LSTM Baseline Architecture

The LSTM baseline provides a strong sequential model without pretraining:

Input Codes → Embedding Layer → Mean Pool per Visit → LSTM → Hazard Head

Components:

self.embedding   = nn.Embedding(vocab_size, embedding_dim)
self.lstm        = nn.LSTM(embedding_dim, hidden_dim, num_layers=num_layers,
                           dropout=dropout, batch_first=True)
self.hazard_head = nn.Sequential(
    nn.Linear(hidden_dim, hidden_dim // 2),
    nn.ReLU(),
    nn.Dropout(dropout),
    nn.Linear(hidden_dim // 2, 1),
    nn.Sigmoid()
)

Forward pass:

def forward(self, codes, visit_mask, sequence_mask):
    # codes: (B, max_visits, max_codes_per_visit)
    embedded = self.embedding(codes)                          # (B, V, C, d)
    visit_emb = (embedded * sequence_mask.unsqueeze(-1)).sum(dim=2)
    visit_emb /= sequence_mask.sum(dim=2, keepdim=True) + 1e-7  # mean pool codes
    lstm_out, _ = self.lstm(visit_emb)                        # (B, V, H)
    hazards = self.hazard_head(lstm_out).squeeze(-1)          # (B, V)
    return hazards * visit_mask

Key characteristics: - Operates at visit level natively (no flattening needed) - Unidirectional — each visit only sees prior history - No pretraining — learns from survival labels only - Simpler data pipeline (hierarchical input format)
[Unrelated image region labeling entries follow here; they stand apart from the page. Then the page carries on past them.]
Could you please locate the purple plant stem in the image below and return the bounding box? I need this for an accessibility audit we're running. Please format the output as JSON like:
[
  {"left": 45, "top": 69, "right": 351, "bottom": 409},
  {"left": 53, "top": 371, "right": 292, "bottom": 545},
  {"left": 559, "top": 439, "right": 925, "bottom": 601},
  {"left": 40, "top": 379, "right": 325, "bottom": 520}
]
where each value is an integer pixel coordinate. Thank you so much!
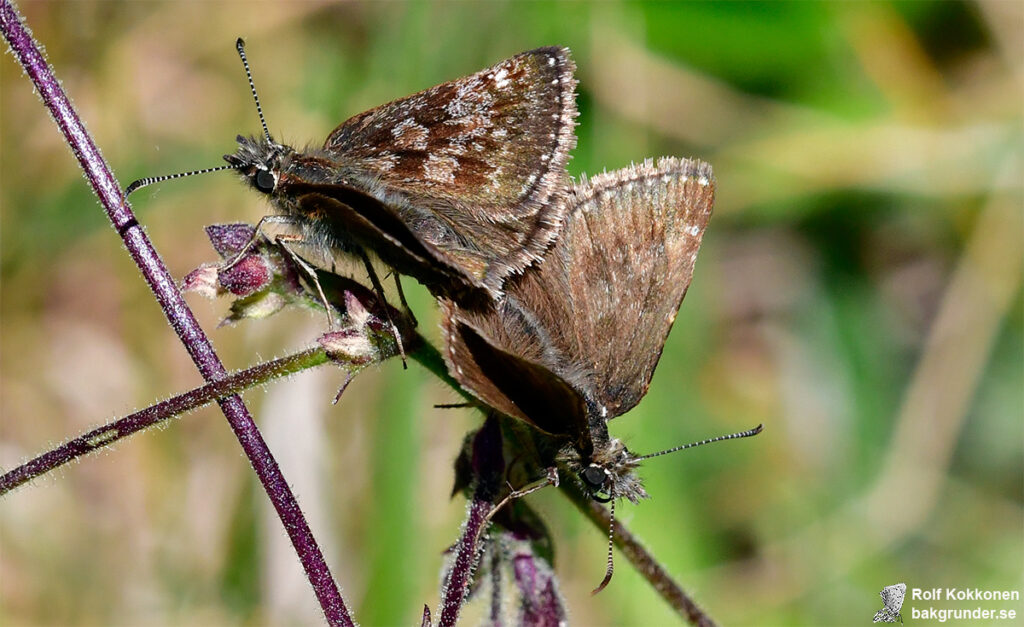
[
  {"left": 437, "top": 414, "right": 505, "bottom": 627},
  {"left": 0, "top": 348, "right": 328, "bottom": 496},
  {"left": 0, "top": 0, "right": 354, "bottom": 625}
]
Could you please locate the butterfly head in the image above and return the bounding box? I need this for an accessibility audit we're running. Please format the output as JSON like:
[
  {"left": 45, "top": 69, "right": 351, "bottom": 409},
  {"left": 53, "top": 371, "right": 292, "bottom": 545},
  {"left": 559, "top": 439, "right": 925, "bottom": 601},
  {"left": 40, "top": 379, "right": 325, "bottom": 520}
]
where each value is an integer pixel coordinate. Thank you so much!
[
  {"left": 559, "top": 440, "right": 647, "bottom": 503},
  {"left": 224, "top": 135, "right": 292, "bottom": 194}
]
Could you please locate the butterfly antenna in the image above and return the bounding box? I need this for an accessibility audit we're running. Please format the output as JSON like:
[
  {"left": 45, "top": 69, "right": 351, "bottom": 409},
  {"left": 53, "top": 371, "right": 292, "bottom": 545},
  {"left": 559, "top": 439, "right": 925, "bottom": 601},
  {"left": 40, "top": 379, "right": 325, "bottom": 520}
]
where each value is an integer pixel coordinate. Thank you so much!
[
  {"left": 633, "top": 424, "right": 765, "bottom": 461},
  {"left": 234, "top": 37, "right": 273, "bottom": 145},
  {"left": 125, "top": 166, "right": 236, "bottom": 198},
  {"left": 590, "top": 501, "right": 615, "bottom": 596}
]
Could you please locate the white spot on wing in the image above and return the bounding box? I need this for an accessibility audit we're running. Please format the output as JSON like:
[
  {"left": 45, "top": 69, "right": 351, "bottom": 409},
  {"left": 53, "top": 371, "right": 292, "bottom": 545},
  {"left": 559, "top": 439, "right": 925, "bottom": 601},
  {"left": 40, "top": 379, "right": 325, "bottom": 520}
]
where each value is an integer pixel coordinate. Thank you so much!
[{"left": 423, "top": 155, "right": 459, "bottom": 183}]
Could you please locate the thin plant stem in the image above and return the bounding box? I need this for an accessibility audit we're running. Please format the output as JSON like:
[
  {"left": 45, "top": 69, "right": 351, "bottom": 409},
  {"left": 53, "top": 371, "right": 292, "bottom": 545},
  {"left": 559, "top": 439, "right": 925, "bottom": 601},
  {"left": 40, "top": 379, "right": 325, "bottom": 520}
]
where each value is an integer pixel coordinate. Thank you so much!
[
  {"left": 0, "top": 0, "right": 354, "bottom": 625},
  {"left": 0, "top": 347, "right": 328, "bottom": 496}
]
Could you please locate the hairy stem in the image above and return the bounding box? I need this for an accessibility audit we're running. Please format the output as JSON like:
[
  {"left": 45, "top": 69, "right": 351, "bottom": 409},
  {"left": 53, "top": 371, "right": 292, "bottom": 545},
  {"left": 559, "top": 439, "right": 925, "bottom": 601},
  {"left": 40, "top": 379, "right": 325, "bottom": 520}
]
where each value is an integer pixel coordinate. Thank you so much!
[{"left": 0, "top": 0, "right": 353, "bottom": 625}]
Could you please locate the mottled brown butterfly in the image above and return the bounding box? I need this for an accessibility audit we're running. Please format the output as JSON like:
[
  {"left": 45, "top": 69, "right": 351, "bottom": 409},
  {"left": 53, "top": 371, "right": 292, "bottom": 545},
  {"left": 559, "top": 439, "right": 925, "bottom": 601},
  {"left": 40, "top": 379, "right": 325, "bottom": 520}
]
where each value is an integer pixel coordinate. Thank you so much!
[
  {"left": 441, "top": 158, "right": 761, "bottom": 589},
  {"left": 127, "top": 39, "right": 577, "bottom": 309}
]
BEHRT for Survival Architecture

Input Codes → BEHRT Encoder (pre-trained) → scatter_add Aggregation → Hazard Head

Key characteristics: - Operates at token level, then aggregates to visit level - Bidirectional — each code attends to all other codes in the sequence - Pretrained on MLM (and optionally NVP) before survival fine-tuning - Requires flattened input format with visit_ids


BEHRT vs LSTM: Key Differences

Aspect LSTM Baseline BEHRT for Survival
Context Unidirectional (past only) Bidirectional (full sequence)
Pretraining None MLM + optional NVP
Input format Hierarchical (B, V, C) Flat (B, L) with visit_ids
Visit aggregation Mean pool before LSTM scatter_add after transformer
Parameter count ~5M ~495K (small config)
Trainable (frozen) All Head only (~17K)
Trainable (LoRA) All ~50–100K
Convergence speed 50–100 epochs 20–50 epochs (pretrained)
Overfitting risk Moderate Lower (pretrained representations)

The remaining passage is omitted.